MANCHESTER: One by one, they were all knocked out. Uruguay, Spain, Britain.
Brazil is the only favorite left in the men's Olympic football tournament, so it has no excuse for leaving the London Games with anything less than the gold. First, though, it has to get past a South Korea team with a knack for surprises.
The two play in a semifinal match Tuesday.
“The pressure to win our first Olympics has always been there,” Brazil coach Mano Menezes said. “We need to make it happen this time.”
Brazil brought most of its top players to the Olympics and has been dominant so far, getting more wins and scoring more goals than any other team. South Korea, meanwhile, just barely made it through the first stage, backed by its strong defense, but is hoping for a second consecutive upset to add to its surprise elimination of host Britain in the quarterfinals.
The winner of the match at Old Trafford will play for the gold against either Mexico or Japan, which will face off in London in the other semifinal.
“There is an extra bit of tension in the matches now,” Menezes said.
“You are playing to try to get to a final, it's different.”
It would be only the third Olympic men's football final for Brazil, and the first since the 1988 Seoul Games. Brazil won the silver medal in Seoul and also four years earlier at the Los Angeles Games. Brazil got the bronze in 1996 in Atlanta and in 2008 in Beijing, when it lost the semifinal to Lionel Messi's Argentina.
“We know that our responsibility is increasing as we get closer to the final,” Brazil captain Thiago Silva said.
“And to get there we know that we will have a very difficult task trying to beat South Korea.”
South Korea, which has conceded only two goals in four matches so far, is making its first semifinal appearance at the Olympic Games. The team failed to advance past the group stage in Beijing four years ago.
South Korea has won outright only one match in this year's tournament, a 2-1 result against Switzerland that helped it advance past the first round following draws with Mexico and Gabon. It drew 1-1 with Britain in regulation and extra time before eliminating the hosts 5-4 on penalties in the quarterfinals.
“We are very pleased to play against one of the top teams in the world in a big tournament like this,” South Korea coach Hong Myung-bo said.
“It will be very good for the players and their experience.”
Brazil reached the semifinals by eliminating Honduras in a difficult match on Saturday in Newcastle. Brazil struggled and twice had to come back from deficits against a Honduran team which played with 10 men from the 33rd minute because of a red card.

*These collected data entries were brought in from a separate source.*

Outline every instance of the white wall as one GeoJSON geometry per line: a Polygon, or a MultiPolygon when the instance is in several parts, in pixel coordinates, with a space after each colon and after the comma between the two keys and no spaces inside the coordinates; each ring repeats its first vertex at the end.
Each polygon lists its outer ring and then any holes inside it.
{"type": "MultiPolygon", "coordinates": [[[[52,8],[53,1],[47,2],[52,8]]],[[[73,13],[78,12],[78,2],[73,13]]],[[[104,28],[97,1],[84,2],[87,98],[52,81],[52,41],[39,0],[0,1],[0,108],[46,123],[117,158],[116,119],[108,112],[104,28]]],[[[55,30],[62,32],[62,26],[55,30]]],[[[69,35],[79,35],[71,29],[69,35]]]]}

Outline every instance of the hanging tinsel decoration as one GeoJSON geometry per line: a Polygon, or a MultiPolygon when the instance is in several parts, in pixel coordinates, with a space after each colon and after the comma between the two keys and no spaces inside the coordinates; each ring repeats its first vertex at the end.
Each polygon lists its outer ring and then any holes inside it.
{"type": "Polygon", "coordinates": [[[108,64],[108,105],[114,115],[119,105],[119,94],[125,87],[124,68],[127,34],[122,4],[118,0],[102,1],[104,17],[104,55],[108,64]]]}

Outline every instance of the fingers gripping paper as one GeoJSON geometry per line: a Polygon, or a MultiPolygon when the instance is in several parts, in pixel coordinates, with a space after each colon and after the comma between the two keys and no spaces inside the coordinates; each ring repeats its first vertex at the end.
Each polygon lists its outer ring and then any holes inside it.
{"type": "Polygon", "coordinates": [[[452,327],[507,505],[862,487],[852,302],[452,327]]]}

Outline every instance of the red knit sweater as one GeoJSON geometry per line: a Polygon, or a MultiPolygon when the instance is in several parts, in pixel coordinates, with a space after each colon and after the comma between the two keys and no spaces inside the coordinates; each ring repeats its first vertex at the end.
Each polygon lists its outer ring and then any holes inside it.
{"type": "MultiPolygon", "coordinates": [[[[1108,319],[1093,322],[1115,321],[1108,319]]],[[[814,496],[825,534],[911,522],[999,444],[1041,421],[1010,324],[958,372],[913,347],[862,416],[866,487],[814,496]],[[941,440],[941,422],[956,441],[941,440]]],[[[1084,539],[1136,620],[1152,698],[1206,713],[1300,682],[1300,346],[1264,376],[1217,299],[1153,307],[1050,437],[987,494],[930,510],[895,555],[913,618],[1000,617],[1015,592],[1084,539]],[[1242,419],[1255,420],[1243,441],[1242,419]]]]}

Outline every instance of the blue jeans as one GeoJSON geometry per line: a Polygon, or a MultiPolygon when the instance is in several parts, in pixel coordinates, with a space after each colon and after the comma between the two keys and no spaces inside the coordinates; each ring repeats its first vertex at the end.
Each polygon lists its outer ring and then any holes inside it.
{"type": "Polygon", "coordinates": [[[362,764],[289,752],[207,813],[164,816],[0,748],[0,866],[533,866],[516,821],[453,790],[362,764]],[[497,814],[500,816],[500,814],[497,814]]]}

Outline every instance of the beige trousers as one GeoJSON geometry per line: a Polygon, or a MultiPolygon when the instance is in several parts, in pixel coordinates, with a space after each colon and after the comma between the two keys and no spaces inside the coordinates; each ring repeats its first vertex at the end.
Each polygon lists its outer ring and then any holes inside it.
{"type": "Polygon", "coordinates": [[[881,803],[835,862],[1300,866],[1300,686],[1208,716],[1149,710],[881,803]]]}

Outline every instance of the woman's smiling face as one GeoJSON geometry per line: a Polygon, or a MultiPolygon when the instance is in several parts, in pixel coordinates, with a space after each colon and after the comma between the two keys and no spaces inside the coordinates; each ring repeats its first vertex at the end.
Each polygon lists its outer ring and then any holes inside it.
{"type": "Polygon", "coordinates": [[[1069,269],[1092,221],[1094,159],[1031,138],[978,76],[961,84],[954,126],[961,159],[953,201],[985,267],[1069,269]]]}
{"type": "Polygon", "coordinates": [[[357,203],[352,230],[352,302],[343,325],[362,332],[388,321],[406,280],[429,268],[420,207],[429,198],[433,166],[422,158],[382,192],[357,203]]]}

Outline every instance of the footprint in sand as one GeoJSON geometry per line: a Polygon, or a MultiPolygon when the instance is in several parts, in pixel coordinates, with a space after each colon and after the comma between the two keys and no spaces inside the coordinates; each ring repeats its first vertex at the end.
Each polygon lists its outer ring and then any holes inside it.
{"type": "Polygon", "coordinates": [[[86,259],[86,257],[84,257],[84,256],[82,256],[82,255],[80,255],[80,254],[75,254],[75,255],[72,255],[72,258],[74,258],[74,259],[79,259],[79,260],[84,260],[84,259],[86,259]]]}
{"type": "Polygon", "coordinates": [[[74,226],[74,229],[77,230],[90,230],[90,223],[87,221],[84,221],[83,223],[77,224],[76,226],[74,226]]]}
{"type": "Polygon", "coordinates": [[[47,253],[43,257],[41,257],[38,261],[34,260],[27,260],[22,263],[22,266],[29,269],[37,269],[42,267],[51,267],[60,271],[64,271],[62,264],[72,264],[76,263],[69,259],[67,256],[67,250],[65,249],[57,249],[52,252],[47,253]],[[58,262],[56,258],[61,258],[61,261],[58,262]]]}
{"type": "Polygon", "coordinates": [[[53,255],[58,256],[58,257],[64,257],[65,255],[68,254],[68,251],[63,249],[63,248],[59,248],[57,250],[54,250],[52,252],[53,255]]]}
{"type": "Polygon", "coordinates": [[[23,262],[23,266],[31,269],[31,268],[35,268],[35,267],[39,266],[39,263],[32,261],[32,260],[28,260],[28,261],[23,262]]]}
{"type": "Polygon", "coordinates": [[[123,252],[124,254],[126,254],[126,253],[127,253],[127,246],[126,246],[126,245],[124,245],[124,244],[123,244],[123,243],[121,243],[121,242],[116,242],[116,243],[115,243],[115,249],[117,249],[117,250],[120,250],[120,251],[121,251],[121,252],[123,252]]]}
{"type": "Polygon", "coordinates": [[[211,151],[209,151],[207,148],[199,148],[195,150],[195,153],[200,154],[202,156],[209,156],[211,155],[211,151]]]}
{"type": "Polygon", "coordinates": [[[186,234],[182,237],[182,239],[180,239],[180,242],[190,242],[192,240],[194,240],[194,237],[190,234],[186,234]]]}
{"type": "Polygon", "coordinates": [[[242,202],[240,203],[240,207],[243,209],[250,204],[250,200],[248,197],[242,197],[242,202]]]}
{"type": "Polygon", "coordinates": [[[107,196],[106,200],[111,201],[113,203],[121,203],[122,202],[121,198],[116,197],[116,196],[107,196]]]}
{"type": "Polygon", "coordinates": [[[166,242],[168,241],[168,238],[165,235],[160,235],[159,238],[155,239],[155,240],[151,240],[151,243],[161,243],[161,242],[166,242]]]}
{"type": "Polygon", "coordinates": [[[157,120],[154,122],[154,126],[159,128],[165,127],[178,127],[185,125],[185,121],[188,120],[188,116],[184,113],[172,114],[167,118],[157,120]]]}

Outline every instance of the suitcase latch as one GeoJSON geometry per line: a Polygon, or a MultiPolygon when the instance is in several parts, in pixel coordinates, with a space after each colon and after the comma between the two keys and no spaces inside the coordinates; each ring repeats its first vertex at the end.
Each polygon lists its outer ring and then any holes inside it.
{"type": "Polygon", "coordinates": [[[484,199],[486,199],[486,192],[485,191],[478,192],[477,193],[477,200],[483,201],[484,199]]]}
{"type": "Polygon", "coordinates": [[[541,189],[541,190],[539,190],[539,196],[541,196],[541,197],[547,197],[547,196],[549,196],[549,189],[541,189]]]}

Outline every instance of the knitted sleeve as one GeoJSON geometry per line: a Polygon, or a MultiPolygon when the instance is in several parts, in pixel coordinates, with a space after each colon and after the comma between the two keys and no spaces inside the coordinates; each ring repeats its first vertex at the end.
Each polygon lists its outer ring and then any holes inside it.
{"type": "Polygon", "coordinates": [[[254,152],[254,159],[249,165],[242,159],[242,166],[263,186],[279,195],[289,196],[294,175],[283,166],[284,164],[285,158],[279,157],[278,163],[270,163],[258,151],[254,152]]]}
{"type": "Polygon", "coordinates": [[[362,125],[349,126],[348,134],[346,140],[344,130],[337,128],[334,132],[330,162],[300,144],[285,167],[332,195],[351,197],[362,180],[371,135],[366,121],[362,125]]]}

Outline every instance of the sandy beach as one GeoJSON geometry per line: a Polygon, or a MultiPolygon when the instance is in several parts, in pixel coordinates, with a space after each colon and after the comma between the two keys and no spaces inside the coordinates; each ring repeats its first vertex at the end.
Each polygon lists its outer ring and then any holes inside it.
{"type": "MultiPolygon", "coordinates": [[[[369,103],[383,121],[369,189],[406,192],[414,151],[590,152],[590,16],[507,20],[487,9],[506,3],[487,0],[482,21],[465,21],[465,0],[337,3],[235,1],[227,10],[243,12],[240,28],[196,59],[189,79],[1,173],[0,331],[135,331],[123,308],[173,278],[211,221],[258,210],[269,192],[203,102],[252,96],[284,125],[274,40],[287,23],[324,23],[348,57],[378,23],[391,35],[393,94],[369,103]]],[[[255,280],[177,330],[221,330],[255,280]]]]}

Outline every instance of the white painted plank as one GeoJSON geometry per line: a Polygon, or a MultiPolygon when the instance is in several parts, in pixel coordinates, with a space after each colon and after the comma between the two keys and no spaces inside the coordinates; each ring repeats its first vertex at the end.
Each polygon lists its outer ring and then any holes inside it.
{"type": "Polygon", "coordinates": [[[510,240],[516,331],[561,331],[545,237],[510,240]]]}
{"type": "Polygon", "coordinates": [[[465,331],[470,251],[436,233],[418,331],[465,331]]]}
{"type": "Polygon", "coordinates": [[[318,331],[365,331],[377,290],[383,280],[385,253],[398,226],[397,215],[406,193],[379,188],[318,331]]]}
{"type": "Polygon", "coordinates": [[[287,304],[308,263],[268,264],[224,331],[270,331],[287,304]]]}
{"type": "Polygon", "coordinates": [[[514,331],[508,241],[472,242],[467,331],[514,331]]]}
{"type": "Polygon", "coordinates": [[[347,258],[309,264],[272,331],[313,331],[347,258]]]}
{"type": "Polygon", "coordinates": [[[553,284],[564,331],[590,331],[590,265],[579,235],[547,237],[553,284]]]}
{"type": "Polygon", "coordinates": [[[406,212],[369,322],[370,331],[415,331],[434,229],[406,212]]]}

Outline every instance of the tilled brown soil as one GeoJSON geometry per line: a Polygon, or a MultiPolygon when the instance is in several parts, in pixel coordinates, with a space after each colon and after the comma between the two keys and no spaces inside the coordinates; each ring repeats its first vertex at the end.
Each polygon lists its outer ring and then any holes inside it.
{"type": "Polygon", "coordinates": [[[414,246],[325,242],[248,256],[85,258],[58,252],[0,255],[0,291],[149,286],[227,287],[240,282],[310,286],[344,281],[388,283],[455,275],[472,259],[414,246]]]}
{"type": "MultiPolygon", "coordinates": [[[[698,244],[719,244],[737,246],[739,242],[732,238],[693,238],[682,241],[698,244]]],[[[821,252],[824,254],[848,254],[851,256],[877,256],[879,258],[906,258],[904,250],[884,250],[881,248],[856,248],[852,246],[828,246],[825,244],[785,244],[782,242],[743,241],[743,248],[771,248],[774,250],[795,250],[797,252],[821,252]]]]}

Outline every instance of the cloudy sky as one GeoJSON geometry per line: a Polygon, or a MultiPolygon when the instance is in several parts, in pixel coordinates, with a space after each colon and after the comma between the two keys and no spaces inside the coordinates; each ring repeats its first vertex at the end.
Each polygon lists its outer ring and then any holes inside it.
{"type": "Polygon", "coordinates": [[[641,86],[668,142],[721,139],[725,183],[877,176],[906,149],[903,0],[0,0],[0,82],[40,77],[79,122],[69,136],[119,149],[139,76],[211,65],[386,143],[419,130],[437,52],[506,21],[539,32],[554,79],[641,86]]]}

“We expect to play better than we did against Honduras,” Silva said.
“South Korea wouldn't have reached the semifinals if it didn't have a good team. They certainly can play.”
The Mexicans arrived at the London Games as one of the medal contenders and were considered to have an outside chance for the gold. They are trying to improve from the fourth-place finish at the home games in Mexico City in 1968, when they lost the bronze to the Japanese.
Mexico was first in its group after victories against Gabon and Switzerland and a draw against South Korea. It eliminated Senegal 4-2 in extra time in the quarterfinals.
That third-place finish was Japan's best performance so far at the men's Olympic tournament. It reached the semifinals by beating Egypt 3-0. It won its group after a draw against Honduras and victories over Morocco and gold-favorite Spain.
The Spaniards and fellow favorites Uruguay didn't even make it past the group stage, and when Britain fell to South Korea, Brazil became the only top contender fighting for the gold.